There’s a large selection of books on the shelf but she goes through my favorites again and again. Even though I’ve heard them about a hundred times, I don’t mind; happy to chug on the milk and watch the same fairytale unfold in my imagination before I surrender to sleep.
One particular afternoon, my mom dozes off mid-way through the story, unable to fight the drowsiness brought about by the cool room. She wakes up a few seconds later to the sound of me reciting the story out loud, picking up right where she left off. Because even if I can’t read just yet, I love the words so much that I’ve committed them to memory.
And she looks at me, amazed.
If what Erwin Mc Manus is saying is true, then it’s obvious that the skills my brain ultimately gravitated towards have everything to do with words. My parents enrolled me in a short-term ballet class and a four-week art class but they fed me stories everyday. When I got to grade school, we were living in Manila already, and I was painfully shy. Unable to speak enough Tagalog to converse with my classmates or make friends, I found myself hiding in the library a lot, getting lost in Beverly Cleary books instead. Words were familiar to me and they became a refuge when the real world refused to make sense. Looking back, it seems as though almost everything about my childhood guaranteed an inevitable affair with words, the kind that lasts a lifetime.
Some people have music or art or some other passion they’ve set up as a home for themselves. I used to think I got the short stick because writing and reading seem a lot flatter than dancing or entrepreneurship or sports. But I know now that what I carry on the inside is richer that I used to give it credit for. To enter worlds, to create them, to connect with a sentence or a phrase or a scene — that’s powerful stuff.

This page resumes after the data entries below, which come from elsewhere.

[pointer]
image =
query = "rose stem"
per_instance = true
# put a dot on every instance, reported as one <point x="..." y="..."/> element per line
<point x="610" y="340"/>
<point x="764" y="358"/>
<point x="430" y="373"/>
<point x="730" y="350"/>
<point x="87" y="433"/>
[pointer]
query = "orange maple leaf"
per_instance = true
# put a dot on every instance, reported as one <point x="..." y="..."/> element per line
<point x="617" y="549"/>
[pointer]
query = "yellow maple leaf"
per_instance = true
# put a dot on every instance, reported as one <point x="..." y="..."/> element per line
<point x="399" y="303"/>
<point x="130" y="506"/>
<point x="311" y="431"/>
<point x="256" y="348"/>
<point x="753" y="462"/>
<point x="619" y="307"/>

I don’t read as much as I used to because, if I have to be honest, the internet has really dumbed me down in a lot of ways. I can’t do anything anymore without sporadically going online to check Twitter or look through Buzzfeed. Consequently, I am perpetually distracted and the idea of sitting still to read has become increasingly difficult to contend with. It’s … sad. Really sad.
When I fall into slumps like this, I pick out a book I have always been in love with and go back to it, trusting that it will take me back to my first love. My real love. Just recently, in an effort to break my non-reading streak, I re-read Patrick Ness’ The Chaos Walking trilogy, which is my favorite dystopian series ever. (Not a popular opinion but I don’t care because I love it so much and when you love something so much, there’s nothing anyone else can do about it.) I finished the last book, Monsters of Men, at 2 in the morning yesterday and I was so heartbroken afterwards. Have you ever had that hollow feeling in your chest that you get once you’ve been wrenched away from a world you’ve invested so much of yourself in? That was me last night.
Sigh. The post-reading blues. (They’re kind of the worst.)
I don’t know why I’m writing this, really. But I felt compelled to talk about my first love. I want to gush. I’m brought back to the sweet simplicity a book can bring and it’s an amazing, amazing thing. It’s a miracle. I’m dancing on the inside, now looking for new words to love even more.
There’s ridiculous joy that comes with loving something so much, it moves you and saves you — from yourself and from the banality of life.
I hope, really and truly, that you all have something like that to keep you afloat when the days seem to make no sense.